• The Vegetarian Homestead

What's new on the homestead this week

The weather has been a bit moody this past week. We go from beautiful sunny days to pouring rain with tornado warnings within hours. I know this is tornado season where we live and we always take the warnings seriously. A tornado went through about 4 miles from our house 4 years ago and we saw the damage it left behind. That same year we had a storm shelter installed in our garage. We have been in the storm shelter handful of times since and I am always so grateful that we have it.

In the garden I see so much more life now. We even saw honey bees on our peach tree last week! The horse radish is coming up beautifully and so are the purple cone flowers. The chives look so happy and green. All the transplants are doing amazing after all the rain we have had. Even the lettuces that got frost damage are growing more green leaves.

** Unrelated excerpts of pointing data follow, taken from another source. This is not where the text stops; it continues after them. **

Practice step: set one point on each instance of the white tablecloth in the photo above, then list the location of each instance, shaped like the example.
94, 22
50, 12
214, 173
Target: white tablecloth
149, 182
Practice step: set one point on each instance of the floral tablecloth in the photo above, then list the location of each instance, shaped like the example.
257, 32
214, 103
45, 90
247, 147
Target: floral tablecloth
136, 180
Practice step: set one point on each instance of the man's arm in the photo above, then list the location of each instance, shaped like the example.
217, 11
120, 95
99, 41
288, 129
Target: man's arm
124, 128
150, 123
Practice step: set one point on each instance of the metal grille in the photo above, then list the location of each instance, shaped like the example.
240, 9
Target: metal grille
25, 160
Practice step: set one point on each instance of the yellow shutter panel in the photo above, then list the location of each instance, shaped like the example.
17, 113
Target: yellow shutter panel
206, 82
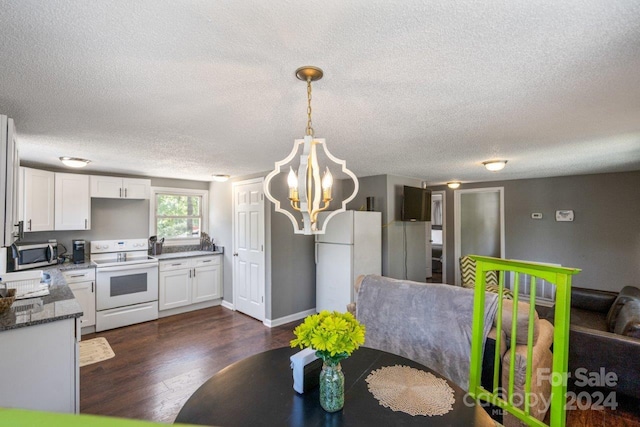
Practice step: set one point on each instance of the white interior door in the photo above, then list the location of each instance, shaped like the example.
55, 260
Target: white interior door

I have up potted my tomatoes and have been slowly hardening them off this week. They will spend several days on the deck in a shady area and than will be slowly transitioned to daylight over the next few weeks. I have learned the hard way the importance of hardening of indoor seedlings to outdoor climate. I have lost so many seedlings to wind and sun damage in the past.

One of our bantam hen is broody and sitting on a large clutch of eggs. She is the most amazing hen mamma and hatches out 2 or 3 clutch of chicks each year. I always give her special attention when she goes broody :).

Since I started writing this post few days ago, we have had few nights where the temps were below 30. I keep a close eye on the temps during this time of the year because I know that we are in a frost pocket and a light frost can damage fragile seedlings. I have most of my broccoli, cauliflower and cabbages planted in the garden already so I had to quickly cover them up. Along with being in a frost pocket, our location also gets pretty strong winds so I had to get creative and use weights on top of the pots that covered the seedlings. I don't have enough row covers to cover all my plants so I use old curtains and sheets when needed.

Planting early in the spring is always a gamble and sometimes the weather cooperates and everything does great. Any dead seedlings will be replaced with something else and the survivors will get a nice dose of water soluble fertilizer to perk them up. I hope most will make it!

There is much to be done in the garden, inside the house and wrapping up this school year. But I still love this time of year where there is so much hope and happiness for all new things to come and grow and harvest. I may not feel so cheery come august but I am always grateful for a new spring season.